(related to Definition: Adjacency Matrix)
The following figure shows a digraph \(D\) with \(6\) vertices and some edges:
This digraph has the adjacency matrix. $$\begin{array}{cccccccc} & & a & b & c & d & e & f \cr & & \downarrow & \downarrow & \downarrow & \downarrow & \downarrow & \downarrow \cr a & \rightarrow & 0 & 1 & 1 & 1 & 0 & 0 \cr b & \rightarrow & 2 & 0 & 0 & 0 & 0 & 0 \cr c & \rightarrow & 0 & 3 & 0 & 0 & 0 & 0 \cr d & \rightarrow & 0 & 0 & 0 & 0 & 2 & 0 \cr e & \rightarrow & 0 & 0 & 0 & 0 & 1 & 0 \cr f & \rightarrow & 0 & 0 & 0 & 0 & 0 & 0 \cr \end{array}$$
Please note that an adjacency matrix of a digraph * is in general not symmetric, * diagonal elements \(\neq 0\) indicate loops, * elements of \( > 1 \) indicate multiple edges.

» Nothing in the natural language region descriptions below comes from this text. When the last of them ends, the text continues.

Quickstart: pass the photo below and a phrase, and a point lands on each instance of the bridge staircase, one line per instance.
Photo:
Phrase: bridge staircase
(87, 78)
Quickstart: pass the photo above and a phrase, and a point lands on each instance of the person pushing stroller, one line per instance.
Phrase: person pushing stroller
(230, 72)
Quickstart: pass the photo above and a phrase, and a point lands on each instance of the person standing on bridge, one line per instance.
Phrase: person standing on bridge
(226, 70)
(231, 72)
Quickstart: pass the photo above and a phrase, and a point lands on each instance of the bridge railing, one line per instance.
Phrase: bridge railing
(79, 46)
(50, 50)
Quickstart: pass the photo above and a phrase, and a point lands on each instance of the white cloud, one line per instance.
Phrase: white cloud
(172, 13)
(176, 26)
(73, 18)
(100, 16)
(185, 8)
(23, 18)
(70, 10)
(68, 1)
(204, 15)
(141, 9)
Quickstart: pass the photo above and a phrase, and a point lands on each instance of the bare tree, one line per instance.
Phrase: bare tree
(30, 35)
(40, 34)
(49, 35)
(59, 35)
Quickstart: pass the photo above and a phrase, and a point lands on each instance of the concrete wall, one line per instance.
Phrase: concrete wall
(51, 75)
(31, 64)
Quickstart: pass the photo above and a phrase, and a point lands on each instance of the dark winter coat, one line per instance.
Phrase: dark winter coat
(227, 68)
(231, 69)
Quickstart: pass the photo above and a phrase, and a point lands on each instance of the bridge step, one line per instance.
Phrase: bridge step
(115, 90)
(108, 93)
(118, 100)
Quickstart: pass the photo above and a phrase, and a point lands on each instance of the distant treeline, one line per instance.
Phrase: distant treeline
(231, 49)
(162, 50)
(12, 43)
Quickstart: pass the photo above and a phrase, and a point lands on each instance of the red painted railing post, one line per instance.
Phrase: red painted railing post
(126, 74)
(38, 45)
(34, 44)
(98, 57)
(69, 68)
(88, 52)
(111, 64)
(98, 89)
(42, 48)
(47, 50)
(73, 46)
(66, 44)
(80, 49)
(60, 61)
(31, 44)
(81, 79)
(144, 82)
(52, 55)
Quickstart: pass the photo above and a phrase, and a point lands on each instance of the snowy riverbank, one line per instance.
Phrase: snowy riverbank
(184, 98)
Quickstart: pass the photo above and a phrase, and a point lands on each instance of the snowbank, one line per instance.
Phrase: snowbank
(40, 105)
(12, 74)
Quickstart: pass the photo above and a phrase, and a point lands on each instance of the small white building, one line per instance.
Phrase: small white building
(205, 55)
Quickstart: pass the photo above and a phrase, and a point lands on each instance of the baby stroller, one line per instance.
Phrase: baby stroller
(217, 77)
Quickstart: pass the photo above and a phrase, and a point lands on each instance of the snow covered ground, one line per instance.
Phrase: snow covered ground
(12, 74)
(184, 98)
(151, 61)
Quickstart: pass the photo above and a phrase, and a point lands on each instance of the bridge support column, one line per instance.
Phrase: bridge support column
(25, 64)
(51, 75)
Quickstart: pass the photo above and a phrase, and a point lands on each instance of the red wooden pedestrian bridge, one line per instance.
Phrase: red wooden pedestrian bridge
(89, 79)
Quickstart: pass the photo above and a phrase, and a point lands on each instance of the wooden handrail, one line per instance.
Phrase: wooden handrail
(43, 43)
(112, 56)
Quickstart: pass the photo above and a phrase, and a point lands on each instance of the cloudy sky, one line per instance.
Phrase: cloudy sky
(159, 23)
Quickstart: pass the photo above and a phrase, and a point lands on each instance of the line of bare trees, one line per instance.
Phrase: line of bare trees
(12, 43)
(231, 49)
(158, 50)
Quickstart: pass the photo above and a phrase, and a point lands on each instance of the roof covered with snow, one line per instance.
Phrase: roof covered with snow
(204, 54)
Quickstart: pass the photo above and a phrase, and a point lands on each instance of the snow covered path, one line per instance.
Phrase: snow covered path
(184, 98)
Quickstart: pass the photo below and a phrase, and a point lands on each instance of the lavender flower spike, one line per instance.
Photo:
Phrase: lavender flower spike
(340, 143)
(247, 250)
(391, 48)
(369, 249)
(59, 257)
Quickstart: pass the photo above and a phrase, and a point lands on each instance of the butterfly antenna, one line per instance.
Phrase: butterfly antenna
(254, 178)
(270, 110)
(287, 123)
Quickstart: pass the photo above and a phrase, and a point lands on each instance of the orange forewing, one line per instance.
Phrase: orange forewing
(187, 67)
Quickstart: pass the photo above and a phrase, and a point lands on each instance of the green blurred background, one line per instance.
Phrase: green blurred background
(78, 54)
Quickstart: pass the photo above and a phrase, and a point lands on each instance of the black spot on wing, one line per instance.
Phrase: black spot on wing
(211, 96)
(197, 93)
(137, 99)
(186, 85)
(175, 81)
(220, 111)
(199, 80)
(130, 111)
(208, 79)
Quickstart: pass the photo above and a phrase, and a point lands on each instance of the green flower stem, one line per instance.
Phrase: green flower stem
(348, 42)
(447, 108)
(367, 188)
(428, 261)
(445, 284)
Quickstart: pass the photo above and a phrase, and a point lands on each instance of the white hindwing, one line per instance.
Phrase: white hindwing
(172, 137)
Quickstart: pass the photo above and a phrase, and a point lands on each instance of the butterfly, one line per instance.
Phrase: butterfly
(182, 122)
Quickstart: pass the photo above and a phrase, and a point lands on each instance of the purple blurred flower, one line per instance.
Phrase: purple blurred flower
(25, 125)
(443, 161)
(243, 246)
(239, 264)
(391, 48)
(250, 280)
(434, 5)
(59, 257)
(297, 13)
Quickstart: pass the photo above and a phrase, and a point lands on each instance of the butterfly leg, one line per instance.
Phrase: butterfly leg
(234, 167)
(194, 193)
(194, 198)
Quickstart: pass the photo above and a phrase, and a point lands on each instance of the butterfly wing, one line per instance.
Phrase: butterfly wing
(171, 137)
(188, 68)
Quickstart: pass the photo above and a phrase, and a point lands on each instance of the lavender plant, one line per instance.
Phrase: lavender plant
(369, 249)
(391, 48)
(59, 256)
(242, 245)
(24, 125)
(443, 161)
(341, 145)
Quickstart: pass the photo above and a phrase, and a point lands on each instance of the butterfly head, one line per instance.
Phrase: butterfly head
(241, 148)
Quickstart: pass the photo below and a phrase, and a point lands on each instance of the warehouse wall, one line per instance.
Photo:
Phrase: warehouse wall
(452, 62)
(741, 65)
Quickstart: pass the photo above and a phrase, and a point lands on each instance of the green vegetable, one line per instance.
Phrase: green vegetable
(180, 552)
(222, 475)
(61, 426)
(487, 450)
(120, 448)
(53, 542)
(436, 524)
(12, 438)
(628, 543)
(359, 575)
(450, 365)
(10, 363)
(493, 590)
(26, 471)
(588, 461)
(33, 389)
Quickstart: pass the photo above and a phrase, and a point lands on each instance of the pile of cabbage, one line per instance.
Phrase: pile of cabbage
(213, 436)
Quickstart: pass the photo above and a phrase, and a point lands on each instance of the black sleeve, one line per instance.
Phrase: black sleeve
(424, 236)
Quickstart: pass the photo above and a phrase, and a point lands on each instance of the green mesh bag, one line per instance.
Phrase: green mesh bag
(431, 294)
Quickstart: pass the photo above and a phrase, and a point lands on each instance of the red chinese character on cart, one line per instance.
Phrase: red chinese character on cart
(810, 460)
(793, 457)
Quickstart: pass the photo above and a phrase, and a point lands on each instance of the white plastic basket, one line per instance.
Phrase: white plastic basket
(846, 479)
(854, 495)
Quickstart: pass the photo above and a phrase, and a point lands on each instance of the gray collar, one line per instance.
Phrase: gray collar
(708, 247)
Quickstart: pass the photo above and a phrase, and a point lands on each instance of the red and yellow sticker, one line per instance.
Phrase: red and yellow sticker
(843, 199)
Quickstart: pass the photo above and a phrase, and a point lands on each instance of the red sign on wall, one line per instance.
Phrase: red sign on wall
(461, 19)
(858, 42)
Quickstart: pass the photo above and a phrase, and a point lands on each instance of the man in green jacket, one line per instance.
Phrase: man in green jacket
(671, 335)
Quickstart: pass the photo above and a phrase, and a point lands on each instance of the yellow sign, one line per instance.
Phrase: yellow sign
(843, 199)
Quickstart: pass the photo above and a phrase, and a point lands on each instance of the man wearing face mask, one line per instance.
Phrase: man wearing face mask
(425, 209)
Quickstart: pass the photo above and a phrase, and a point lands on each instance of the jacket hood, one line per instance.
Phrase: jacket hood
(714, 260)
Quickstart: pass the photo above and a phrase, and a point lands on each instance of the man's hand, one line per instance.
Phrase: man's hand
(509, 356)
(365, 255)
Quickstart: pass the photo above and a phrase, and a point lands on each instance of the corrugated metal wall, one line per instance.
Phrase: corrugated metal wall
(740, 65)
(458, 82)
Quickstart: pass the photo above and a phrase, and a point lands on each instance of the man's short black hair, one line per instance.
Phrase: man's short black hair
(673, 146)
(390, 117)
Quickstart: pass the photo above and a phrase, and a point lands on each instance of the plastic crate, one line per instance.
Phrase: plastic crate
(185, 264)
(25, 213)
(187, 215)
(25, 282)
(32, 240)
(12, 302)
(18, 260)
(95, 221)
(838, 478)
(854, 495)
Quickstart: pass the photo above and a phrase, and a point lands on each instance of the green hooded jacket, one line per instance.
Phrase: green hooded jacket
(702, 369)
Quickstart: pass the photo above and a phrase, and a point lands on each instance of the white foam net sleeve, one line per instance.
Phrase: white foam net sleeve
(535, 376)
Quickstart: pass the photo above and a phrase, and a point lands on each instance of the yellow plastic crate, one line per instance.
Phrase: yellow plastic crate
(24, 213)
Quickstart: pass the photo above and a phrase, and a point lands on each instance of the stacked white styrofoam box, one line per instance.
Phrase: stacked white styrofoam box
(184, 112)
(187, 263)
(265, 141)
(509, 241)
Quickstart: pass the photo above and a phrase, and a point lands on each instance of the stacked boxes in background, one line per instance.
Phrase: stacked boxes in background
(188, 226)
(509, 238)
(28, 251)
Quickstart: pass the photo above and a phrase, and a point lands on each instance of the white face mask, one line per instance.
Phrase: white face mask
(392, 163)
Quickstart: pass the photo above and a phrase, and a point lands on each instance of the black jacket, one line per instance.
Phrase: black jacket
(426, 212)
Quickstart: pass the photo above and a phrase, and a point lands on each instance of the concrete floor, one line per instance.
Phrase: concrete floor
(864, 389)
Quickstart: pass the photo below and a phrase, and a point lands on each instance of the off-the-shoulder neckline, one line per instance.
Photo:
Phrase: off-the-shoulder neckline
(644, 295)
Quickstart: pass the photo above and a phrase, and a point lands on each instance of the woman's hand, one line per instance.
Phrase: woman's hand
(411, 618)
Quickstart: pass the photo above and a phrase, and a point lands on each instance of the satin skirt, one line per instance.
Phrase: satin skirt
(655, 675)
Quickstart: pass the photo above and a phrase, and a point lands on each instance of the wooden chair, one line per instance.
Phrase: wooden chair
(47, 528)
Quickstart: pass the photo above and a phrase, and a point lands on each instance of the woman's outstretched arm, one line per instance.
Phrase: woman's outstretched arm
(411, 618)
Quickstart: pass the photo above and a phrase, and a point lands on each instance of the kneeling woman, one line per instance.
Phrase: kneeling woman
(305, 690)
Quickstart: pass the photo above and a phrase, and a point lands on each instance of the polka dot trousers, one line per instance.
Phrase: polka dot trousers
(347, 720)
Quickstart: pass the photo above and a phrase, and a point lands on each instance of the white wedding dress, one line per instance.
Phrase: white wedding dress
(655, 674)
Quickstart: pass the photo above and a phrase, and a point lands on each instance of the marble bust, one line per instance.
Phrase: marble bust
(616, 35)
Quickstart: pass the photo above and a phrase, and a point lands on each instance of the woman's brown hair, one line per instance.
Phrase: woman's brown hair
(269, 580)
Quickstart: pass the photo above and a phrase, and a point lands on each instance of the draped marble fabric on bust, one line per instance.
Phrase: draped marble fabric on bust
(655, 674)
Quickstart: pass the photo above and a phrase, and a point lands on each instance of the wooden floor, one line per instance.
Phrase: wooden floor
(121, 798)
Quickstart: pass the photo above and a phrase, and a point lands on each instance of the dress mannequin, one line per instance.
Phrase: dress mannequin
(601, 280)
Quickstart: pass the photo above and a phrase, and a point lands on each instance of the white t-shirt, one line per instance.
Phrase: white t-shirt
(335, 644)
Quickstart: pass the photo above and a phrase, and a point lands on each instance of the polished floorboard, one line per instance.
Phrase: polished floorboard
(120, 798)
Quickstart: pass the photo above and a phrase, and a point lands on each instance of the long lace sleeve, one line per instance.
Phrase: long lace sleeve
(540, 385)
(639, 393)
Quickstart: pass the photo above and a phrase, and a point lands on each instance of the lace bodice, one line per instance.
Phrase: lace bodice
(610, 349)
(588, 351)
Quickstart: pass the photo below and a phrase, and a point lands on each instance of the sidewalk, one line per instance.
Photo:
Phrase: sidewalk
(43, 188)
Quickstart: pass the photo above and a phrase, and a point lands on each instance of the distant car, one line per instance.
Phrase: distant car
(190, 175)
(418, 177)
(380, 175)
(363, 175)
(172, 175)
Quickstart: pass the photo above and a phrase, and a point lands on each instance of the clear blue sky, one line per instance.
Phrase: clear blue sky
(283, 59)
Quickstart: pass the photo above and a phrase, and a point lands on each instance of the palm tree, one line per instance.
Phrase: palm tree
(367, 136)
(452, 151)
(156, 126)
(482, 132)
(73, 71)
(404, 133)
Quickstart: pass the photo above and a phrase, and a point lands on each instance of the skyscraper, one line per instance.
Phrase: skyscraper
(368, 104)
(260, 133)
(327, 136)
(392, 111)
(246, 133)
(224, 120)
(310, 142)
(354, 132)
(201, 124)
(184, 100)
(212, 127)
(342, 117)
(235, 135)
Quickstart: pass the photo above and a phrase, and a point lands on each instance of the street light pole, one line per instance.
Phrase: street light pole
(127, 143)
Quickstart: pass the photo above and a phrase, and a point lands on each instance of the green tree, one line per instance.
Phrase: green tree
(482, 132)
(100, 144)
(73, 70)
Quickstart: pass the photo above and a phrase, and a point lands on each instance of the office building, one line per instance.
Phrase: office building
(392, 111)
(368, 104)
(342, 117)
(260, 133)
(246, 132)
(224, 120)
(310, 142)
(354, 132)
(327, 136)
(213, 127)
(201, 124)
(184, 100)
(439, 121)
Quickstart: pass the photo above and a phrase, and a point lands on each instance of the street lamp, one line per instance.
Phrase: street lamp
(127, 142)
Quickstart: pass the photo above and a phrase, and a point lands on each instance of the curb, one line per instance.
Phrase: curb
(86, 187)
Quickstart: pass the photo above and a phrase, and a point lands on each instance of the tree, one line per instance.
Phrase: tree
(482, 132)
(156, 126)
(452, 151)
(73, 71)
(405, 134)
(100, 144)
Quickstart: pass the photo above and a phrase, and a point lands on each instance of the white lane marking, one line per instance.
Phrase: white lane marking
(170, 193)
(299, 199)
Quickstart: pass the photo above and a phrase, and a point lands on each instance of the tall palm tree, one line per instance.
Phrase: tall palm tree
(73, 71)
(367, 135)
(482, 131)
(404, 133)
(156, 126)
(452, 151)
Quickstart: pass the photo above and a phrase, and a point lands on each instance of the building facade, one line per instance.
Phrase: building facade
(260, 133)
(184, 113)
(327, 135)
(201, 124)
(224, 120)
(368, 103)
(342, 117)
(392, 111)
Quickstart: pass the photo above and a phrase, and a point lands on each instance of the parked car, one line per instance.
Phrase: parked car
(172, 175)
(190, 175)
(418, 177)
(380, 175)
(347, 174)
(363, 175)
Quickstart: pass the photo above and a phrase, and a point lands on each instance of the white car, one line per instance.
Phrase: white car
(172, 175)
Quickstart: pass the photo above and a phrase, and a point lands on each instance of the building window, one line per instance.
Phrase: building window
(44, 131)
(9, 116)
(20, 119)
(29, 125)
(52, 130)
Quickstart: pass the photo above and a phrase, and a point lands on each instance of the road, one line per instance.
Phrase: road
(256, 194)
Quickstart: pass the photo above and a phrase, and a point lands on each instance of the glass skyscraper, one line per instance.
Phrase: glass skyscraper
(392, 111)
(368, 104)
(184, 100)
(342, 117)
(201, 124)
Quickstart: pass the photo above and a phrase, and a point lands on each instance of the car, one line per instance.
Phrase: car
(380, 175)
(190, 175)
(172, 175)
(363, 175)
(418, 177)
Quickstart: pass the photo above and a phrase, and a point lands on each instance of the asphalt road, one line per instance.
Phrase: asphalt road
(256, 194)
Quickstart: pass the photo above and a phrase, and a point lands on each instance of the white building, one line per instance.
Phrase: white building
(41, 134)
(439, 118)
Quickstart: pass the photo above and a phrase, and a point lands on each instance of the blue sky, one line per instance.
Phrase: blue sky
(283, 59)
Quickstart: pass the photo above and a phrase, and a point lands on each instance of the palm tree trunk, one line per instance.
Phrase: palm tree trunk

The figure below demonstrates a similar graph with \(G\) with \(6\) vertices and some edges:
The adjacency matrix of this graph is given by
$$ \begin{array}{cccccccc} & & a & b & c & d & e & f \cr & & \downarrow & \downarrow & \downarrow & \downarrow & \downarrow & \downarrow \cr a & \rightarrow & 0 & 3 & 1 & 1 & 0 & 0 \cr b & \rightarrow & 3 & 0 & 3 & 0 & 0 & 0 \cr c & \rightarrow & 1 & 3 & 0 & 0 & 0 & 0 \cr d & \rightarrow & 1 & 0 & 0 & 0 & 2 & 0 \cr e & \rightarrow & 0 & 0 & 0 & 2 & 1 & 0 \cr f & \rightarrow & 0 & 0 & 0 & 0 & 0 & 0 \cr \end{array} $$
Please note that an adjacency matrix of a graph is * always symmetric, * diagonal elements \(\neq 0\) indicate loops, * elements of \( > 1 \) indicate multiple edges.